- Born: 23 September 1597 Kashmir, Mughal Empire
- Died: c. 1603 (aged 5) Allahabad, Mughal Empire
- Dynasty: Timurid dynasty
- Father: Jahangir
- Mother: Jagat Gosain
- Religion: Sunni Islam

= Luzzat-un-Nissa Begum =

Shahzadi of Mughal Empire

Luzzat-un-Nissa Begum ( 23 September 1597 – c. 1603) was a Mughal princess, the youngest daughter of Emperor Jahangir and his Rathore wife, Jagat Gosain.
She was also the full sister of Emperor Shah Jahan.

== Life ==
Born on 23 September 1597, Luzzat was the youngest daughter of Prince Salim (later Jahangir), the eldest surviving son of Mughal Emperor Akbar. Her mother was the Rathore princess, Jagat Gosain (Bilqis Makani in official chronicles), the tenth daughter of Udai Singh Rathore, the Raja of Marwar.
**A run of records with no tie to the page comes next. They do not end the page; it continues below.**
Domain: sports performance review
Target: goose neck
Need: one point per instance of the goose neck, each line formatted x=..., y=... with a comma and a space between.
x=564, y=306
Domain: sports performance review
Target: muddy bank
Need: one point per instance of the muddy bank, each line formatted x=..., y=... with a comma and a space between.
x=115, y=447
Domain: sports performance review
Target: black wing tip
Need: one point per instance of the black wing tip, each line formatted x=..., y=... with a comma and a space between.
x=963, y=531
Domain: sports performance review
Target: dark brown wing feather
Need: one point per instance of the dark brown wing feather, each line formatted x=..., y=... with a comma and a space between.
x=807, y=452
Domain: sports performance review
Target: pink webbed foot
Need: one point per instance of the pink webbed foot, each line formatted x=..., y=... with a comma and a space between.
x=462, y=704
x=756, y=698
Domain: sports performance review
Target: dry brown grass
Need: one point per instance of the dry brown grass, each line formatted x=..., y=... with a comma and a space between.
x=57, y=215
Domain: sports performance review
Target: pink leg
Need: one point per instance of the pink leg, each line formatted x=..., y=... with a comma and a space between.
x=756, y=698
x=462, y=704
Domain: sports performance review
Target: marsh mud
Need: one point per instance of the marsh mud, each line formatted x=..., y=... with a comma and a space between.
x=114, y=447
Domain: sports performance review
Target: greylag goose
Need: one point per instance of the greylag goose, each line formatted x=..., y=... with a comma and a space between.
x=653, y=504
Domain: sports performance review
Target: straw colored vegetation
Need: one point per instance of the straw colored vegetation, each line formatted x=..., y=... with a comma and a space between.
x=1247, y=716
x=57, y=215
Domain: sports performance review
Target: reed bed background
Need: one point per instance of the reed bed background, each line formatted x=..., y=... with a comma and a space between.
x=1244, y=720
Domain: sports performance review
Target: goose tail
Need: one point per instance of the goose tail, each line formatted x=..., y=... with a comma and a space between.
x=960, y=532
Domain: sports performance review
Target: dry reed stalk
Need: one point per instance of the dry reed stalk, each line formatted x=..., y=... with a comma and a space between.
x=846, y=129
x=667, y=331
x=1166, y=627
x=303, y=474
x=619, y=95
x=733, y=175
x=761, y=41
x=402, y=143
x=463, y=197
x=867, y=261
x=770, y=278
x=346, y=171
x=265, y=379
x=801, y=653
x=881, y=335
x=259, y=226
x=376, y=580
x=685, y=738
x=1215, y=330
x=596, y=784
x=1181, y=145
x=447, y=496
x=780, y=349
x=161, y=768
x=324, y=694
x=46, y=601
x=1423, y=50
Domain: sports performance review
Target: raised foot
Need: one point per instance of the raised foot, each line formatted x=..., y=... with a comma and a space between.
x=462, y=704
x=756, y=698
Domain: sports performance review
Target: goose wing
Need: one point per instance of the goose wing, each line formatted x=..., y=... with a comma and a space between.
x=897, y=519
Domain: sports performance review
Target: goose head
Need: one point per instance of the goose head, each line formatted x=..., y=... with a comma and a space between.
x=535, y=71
She was born at Kashmir on the return journey of the Royal entourage of her grandfather, Akbar, towards Lahore.

She had two older full-siblings, Begum Sultan, who died infancy and Prince Khurram, who succeeded their father to throne.

== Death ==
Luzzat-un-Nissa died at the age of 5, c. 1603, during the rebellion of her father.